Uniformity of color is another important trait to consider when selecting a male for use in a breeding program. If you are trying to produce solid color alpacas you should be very careful to check for uniform color. A white or light male with spots or variegated fiber is more likely to have offspring with multiple colors. Hand spinners do like some fleeces to be variegated but when thinking about a commercial wool production it is very important to keep the light colors as consistent as possible so that dyes attach to the fiber the same throughout the entire lot.
If you are breeding for grey or other mixed color fleeces color uniformity may not be as important when selecting a male.
The amount of guard hair present in the blanket is another consideration. Fleeces that are more uniform in micron (less variation) usually feel softer. Also when they are spun the guard hair will often affect the yarn or end product in a negative way. Some guard hair on the bib or belly is acceptable.

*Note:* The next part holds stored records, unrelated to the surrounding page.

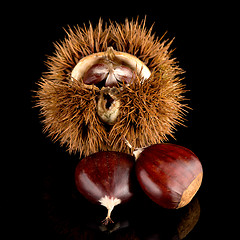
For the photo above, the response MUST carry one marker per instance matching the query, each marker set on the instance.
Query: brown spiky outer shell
(149, 111)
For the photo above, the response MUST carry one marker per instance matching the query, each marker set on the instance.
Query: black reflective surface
(43, 202)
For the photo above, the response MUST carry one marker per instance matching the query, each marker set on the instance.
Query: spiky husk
(149, 111)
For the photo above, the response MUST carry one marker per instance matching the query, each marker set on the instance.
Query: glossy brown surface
(165, 171)
(105, 174)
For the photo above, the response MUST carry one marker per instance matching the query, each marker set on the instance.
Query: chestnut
(169, 174)
(105, 178)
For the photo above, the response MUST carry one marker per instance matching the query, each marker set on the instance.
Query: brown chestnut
(169, 174)
(105, 178)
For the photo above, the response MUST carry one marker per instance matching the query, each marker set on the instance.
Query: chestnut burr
(169, 174)
(105, 178)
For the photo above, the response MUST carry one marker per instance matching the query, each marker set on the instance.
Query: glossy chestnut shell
(105, 178)
(169, 174)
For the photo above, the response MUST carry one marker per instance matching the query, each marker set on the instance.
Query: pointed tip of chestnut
(105, 178)
(169, 174)
(191, 190)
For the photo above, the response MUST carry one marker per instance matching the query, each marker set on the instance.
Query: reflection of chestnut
(104, 178)
(169, 174)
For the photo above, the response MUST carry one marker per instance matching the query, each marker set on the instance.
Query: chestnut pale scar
(190, 192)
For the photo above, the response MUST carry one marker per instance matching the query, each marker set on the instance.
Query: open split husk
(149, 110)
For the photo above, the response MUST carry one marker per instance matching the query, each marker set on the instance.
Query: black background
(44, 202)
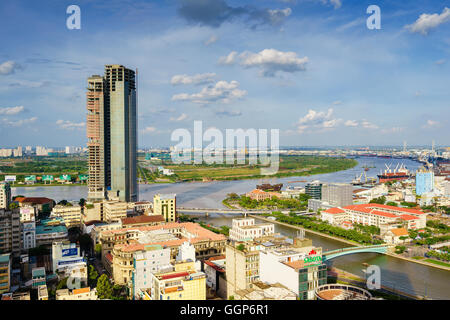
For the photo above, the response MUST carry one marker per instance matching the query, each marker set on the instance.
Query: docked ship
(398, 174)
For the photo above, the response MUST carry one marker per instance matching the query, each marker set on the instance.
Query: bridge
(232, 211)
(328, 255)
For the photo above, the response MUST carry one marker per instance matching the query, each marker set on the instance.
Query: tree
(98, 249)
(93, 276)
(104, 287)
(13, 205)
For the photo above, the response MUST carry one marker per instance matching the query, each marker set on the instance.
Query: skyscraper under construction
(112, 135)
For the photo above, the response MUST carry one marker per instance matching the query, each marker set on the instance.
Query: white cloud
(368, 125)
(148, 130)
(228, 113)
(431, 124)
(351, 123)
(9, 67)
(278, 16)
(9, 111)
(268, 61)
(229, 59)
(222, 91)
(426, 22)
(182, 117)
(201, 78)
(211, 40)
(317, 119)
(69, 125)
(18, 123)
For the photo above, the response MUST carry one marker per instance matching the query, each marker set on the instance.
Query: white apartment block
(245, 229)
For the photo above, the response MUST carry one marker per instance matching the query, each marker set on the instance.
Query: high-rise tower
(112, 134)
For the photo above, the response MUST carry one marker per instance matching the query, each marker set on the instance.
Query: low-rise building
(10, 232)
(142, 221)
(71, 215)
(115, 210)
(5, 272)
(165, 205)
(77, 294)
(50, 230)
(183, 282)
(374, 214)
(245, 229)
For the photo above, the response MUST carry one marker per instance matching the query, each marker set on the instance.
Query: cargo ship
(398, 174)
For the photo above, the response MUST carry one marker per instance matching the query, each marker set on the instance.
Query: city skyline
(334, 83)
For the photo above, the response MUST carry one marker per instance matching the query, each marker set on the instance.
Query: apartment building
(5, 195)
(71, 215)
(300, 269)
(5, 272)
(115, 210)
(245, 229)
(153, 259)
(77, 294)
(165, 205)
(375, 215)
(183, 282)
(338, 194)
(112, 135)
(10, 232)
(242, 266)
(118, 246)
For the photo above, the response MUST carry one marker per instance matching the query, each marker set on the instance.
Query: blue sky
(310, 68)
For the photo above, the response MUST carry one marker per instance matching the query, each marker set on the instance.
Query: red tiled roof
(334, 210)
(34, 200)
(142, 219)
(399, 232)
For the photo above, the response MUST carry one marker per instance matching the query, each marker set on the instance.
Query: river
(396, 273)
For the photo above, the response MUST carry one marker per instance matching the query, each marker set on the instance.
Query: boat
(398, 174)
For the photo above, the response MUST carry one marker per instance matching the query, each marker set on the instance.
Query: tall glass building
(112, 135)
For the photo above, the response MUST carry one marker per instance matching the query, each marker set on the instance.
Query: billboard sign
(10, 178)
(70, 252)
(30, 178)
(47, 178)
(312, 259)
(65, 177)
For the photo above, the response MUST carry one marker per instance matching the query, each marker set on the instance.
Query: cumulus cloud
(9, 111)
(195, 79)
(351, 123)
(148, 130)
(182, 117)
(368, 125)
(431, 124)
(213, 13)
(229, 59)
(318, 120)
(18, 123)
(228, 113)
(69, 125)
(9, 67)
(426, 22)
(221, 91)
(268, 61)
(211, 40)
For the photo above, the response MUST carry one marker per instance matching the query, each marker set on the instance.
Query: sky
(310, 68)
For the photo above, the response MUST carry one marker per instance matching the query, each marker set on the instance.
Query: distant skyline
(310, 68)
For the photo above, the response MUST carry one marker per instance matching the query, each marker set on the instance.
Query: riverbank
(384, 292)
(428, 264)
(352, 243)
(425, 263)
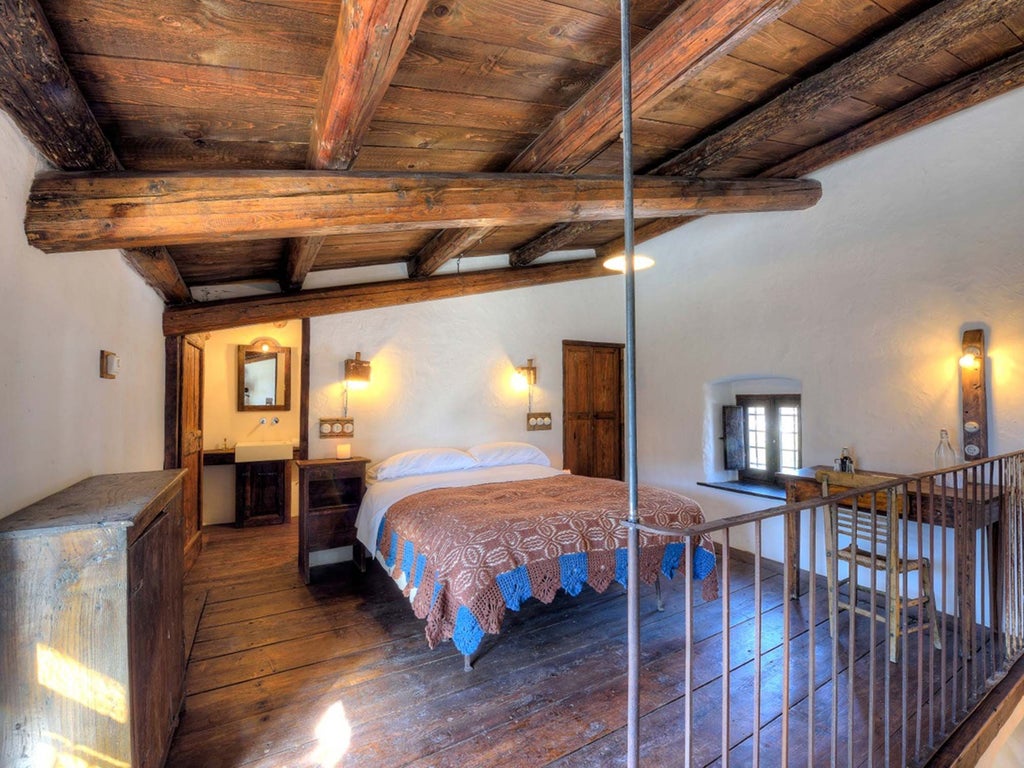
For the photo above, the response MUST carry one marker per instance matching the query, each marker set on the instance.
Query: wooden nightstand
(330, 492)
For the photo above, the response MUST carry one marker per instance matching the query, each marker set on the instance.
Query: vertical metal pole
(633, 566)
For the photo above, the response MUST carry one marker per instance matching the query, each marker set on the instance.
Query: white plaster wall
(59, 422)
(861, 299)
(442, 371)
(222, 421)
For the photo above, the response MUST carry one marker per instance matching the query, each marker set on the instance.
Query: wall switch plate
(337, 427)
(538, 421)
(110, 364)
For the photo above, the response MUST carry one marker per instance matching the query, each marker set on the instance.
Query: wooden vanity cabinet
(261, 496)
(91, 639)
(330, 493)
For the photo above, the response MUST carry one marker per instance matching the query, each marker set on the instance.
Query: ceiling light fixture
(617, 263)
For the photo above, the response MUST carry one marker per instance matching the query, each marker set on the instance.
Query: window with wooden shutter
(768, 427)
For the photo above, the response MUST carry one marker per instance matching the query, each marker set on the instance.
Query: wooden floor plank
(274, 656)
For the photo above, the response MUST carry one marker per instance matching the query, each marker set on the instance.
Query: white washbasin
(262, 452)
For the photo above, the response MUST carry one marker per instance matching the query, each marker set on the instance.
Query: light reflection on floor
(334, 734)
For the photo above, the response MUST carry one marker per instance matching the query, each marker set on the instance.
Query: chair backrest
(865, 517)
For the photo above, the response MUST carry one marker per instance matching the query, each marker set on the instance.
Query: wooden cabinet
(261, 494)
(330, 492)
(91, 641)
(592, 408)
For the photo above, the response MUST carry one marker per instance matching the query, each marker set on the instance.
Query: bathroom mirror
(264, 376)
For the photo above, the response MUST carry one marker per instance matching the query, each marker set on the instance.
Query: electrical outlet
(337, 427)
(538, 421)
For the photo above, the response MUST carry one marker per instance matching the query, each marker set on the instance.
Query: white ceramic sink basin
(262, 452)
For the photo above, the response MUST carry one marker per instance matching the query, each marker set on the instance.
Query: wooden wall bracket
(973, 397)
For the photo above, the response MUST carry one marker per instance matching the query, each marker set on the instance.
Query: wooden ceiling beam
(972, 89)
(913, 42)
(229, 313)
(561, 233)
(369, 44)
(692, 37)
(40, 94)
(74, 212)
(990, 81)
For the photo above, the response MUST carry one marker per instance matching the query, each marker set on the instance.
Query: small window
(769, 433)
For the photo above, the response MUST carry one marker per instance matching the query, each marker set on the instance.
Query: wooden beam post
(73, 212)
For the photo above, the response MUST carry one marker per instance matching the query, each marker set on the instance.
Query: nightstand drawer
(330, 494)
(330, 528)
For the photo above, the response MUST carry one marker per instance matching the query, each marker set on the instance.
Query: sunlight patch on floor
(334, 734)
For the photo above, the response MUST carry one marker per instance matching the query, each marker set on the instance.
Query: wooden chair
(849, 538)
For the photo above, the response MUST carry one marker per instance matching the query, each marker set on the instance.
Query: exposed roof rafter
(371, 39)
(38, 91)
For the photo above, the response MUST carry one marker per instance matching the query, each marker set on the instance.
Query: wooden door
(592, 409)
(183, 433)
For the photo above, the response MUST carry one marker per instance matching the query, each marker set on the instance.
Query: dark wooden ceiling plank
(972, 89)
(913, 41)
(370, 41)
(641, 233)
(417, 105)
(71, 212)
(534, 250)
(38, 91)
(236, 34)
(688, 40)
(438, 249)
(536, 26)
(312, 303)
(491, 70)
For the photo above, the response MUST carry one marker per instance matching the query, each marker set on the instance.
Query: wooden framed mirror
(264, 376)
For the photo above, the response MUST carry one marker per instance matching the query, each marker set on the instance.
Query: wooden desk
(964, 510)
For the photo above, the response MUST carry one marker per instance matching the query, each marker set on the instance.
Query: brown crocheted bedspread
(453, 544)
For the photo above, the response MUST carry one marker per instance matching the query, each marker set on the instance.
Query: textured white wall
(59, 422)
(441, 371)
(861, 299)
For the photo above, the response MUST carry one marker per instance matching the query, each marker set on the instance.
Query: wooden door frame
(173, 351)
(622, 389)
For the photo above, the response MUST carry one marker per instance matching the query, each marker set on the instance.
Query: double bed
(470, 535)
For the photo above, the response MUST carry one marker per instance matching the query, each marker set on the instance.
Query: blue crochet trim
(468, 633)
(673, 554)
(515, 587)
(704, 563)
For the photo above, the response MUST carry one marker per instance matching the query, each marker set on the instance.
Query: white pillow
(503, 454)
(422, 462)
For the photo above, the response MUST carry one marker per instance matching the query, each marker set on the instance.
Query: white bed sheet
(382, 494)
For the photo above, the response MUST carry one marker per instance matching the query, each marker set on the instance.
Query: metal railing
(800, 680)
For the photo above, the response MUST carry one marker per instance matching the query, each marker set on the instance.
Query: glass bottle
(845, 461)
(944, 454)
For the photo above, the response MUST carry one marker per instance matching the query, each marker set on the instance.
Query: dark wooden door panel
(592, 426)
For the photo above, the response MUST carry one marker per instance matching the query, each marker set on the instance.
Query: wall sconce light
(356, 377)
(617, 263)
(972, 357)
(973, 395)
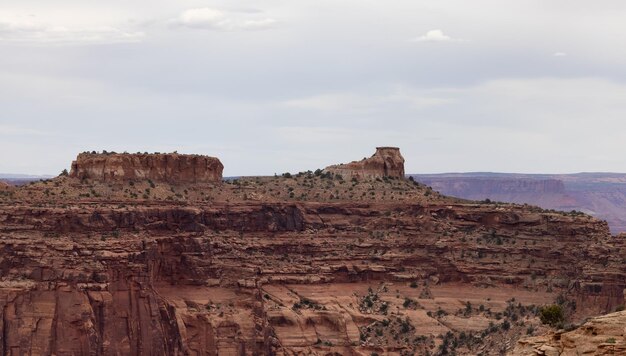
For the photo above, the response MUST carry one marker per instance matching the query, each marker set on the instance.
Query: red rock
(386, 162)
(172, 168)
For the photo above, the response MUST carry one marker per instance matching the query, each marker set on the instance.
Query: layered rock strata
(386, 162)
(172, 168)
(226, 278)
(396, 269)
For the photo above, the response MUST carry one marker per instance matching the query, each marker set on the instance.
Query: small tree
(552, 315)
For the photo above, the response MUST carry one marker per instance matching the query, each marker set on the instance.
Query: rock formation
(599, 194)
(172, 168)
(603, 335)
(288, 265)
(386, 162)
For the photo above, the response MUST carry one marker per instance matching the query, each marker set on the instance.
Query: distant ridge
(596, 193)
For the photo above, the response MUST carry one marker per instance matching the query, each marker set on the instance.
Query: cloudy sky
(289, 85)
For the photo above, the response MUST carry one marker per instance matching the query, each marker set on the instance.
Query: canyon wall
(599, 194)
(172, 168)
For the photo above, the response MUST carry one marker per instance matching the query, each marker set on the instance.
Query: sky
(289, 85)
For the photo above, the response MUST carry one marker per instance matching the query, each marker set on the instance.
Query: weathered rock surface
(172, 168)
(603, 335)
(599, 194)
(323, 267)
(386, 162)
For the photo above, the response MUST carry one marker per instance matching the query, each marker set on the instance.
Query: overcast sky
(289, 85)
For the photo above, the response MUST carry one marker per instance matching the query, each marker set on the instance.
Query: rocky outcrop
(603, 335)
(599, 194)
(172, 168)
(389, 268)
(386, 162)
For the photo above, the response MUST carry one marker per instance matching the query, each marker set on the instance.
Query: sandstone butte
(386, 162)
(150, 260)
(172, 168)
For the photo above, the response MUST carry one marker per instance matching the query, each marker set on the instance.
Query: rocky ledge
(386, 162)
(171, 167)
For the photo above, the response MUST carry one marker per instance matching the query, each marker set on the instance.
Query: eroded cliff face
(281, 266)
(603, 335)
(258, 278)
(172, 168)
(386, 162)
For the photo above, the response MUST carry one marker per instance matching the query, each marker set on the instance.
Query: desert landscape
(153, 254)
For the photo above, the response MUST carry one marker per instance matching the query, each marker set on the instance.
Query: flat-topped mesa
(386, 162)
(167, 167)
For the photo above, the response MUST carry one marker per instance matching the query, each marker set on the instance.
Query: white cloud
(258, 24)
(11, 130)
(31, 29)
(212, 19)
(434, 36)
(204, 18)
(400, 96)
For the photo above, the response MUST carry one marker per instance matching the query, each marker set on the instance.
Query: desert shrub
(552, 314)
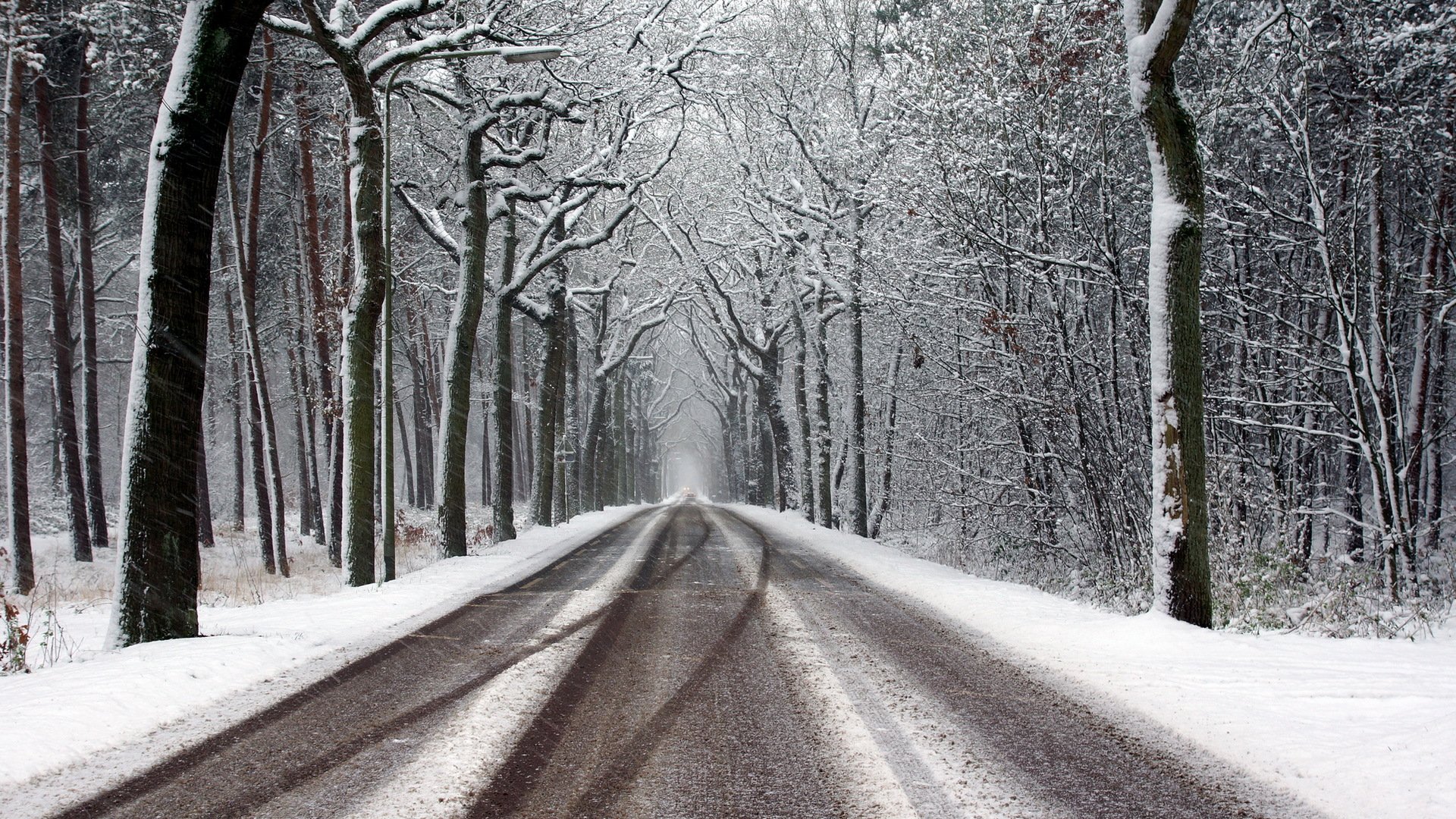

There are two ways to get your alpacas to increase the amount of fleece weight they are producing. The first is to increase the density of the fleece. Density is how tightly packed together the individual fibers of a fleece are. It is one of the hardest fleece characteristics to judge. Since fleece is sold by weight increasing the density will increase the weight and the amount of income from fleece sales.
Increasing the length of fleece that an alpaca can grow is the second way to add fleece weight. It is possible for a huacaya alpaca to grow 6 inches of blanket fleece in 11 months.
In conclusion, it is important to consider what positive and negative traits each alpaca has when selecting alpacas and making breeding decisions. Pay attention to show results but also look at the alpaca’s conformation and fleece traits. There is no perfect male alpaca out there so consider which traits are important to your breeding program and to the female alpacas you have.
Also, do not be obsessed with just one trait. Consider all of the positive and negative traits of each perspective herdsire.